E-mail is one of the most common tools for fast communication. Unfortunately, due mostly to advertising or fraud, an increasingly great number of unwanted messages (spam) are sent and received by e-mail. Looking for a way to minimize the amount of spam reaching the inbox has became a real challenge for web security developers. Here we look to build a spam filter, i.e., a binary classifier for e-mail. This is based on an ensemble of logistic regression classifiers, the goal being to attain high accuracy. To build and test the spam filter, data was taken from an open source database. The analysis presented in this document is the first step of a roadmap towards building NLP and classification tools for bioinformatics.
The original dataset contains 4600 entries and 58 features and it was divided into three groups
Train group, that contains approximately 60% of dataset entries, having the same relative amount of spam and non-spam entries
Validation group, that contains approximately 20% of dataset entries, again having the same relative amount of spam and non-spam entries
Test group, that contains approximately 20% of dataset entries
The first group was used to train the classifier, the second to perform cross-validation and the last one to evaluate the models, notably in terms of their generalizability.

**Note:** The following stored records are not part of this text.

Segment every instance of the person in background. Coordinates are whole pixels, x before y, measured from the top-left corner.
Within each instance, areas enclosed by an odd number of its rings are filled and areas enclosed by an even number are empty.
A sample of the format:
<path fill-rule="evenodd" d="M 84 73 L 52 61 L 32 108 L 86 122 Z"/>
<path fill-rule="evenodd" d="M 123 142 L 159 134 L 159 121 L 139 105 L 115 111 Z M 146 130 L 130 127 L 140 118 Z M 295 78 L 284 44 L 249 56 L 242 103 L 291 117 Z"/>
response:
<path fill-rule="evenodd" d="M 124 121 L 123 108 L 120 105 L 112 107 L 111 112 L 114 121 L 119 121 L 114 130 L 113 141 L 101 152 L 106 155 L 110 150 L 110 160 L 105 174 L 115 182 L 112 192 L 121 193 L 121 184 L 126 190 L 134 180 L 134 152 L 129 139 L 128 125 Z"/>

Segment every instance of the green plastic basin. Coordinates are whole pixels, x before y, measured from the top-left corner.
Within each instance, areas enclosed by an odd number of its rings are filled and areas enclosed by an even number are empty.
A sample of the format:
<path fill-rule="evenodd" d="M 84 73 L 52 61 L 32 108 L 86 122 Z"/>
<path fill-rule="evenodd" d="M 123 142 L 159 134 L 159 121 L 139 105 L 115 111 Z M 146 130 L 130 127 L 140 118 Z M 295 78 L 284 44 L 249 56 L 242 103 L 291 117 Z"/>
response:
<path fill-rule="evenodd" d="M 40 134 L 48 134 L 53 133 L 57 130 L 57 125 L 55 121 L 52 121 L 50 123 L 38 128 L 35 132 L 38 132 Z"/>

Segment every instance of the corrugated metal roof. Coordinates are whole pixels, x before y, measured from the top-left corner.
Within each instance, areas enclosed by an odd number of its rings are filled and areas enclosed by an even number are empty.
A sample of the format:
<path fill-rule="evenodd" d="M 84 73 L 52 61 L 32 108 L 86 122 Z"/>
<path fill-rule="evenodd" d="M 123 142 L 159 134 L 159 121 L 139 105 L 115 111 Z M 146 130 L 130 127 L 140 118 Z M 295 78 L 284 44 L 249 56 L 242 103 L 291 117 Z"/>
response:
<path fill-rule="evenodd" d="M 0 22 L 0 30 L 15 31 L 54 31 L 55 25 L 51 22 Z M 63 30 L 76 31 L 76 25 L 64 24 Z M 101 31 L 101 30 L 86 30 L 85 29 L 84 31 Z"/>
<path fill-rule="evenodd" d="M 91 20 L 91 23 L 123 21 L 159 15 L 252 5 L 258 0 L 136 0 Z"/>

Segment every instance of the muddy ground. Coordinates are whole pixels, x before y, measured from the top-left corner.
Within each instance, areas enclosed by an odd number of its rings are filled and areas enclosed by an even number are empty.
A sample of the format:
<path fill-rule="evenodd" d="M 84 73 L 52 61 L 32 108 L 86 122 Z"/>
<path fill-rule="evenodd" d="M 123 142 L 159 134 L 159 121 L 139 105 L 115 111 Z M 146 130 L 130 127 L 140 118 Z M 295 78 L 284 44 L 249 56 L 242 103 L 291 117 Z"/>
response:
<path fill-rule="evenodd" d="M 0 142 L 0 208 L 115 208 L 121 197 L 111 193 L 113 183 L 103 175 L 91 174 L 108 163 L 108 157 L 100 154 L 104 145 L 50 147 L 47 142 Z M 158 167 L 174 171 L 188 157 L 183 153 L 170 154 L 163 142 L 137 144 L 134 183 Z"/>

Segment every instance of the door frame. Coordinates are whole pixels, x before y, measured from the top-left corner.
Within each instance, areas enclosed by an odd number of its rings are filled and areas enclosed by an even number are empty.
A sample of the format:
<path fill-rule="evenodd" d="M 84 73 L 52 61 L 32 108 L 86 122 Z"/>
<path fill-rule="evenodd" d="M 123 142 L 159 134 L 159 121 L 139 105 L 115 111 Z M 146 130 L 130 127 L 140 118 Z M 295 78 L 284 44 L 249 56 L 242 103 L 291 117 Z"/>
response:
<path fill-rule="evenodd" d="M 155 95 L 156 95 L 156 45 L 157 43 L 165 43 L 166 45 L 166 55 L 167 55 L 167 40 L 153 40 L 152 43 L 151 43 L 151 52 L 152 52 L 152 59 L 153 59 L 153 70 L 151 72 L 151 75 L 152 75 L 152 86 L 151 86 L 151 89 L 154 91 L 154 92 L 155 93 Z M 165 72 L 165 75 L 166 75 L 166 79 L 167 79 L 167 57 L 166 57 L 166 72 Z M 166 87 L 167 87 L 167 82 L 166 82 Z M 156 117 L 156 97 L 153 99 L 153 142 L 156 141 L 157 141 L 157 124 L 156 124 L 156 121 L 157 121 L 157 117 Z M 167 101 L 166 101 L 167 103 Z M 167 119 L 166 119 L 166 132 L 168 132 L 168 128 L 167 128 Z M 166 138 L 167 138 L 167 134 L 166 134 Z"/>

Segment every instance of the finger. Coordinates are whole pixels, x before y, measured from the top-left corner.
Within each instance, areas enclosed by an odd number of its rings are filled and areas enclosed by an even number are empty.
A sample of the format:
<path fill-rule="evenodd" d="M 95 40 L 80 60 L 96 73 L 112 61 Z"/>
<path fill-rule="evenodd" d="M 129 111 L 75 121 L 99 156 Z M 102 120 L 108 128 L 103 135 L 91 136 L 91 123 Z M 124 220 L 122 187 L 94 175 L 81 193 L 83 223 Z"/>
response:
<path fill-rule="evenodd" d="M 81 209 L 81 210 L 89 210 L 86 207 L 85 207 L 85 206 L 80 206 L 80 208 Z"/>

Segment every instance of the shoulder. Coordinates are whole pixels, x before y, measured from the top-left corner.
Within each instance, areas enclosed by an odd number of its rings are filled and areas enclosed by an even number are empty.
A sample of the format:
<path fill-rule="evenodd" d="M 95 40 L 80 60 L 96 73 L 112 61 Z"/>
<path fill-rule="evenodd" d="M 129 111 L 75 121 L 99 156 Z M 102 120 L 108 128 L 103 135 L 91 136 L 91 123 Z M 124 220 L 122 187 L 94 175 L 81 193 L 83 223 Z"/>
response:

The first step was the pre-processing of the database. The spam dataset was split into three parts: train set, validation set and test set. The train and validation sets were taken to be balanced, i.e., they contain the same number of spam and non-spam instances.
We started this pre-processing step by sampling the dataset : 60% of the instances were assigned to the train set, 20% to the validation set and 20% to the test set.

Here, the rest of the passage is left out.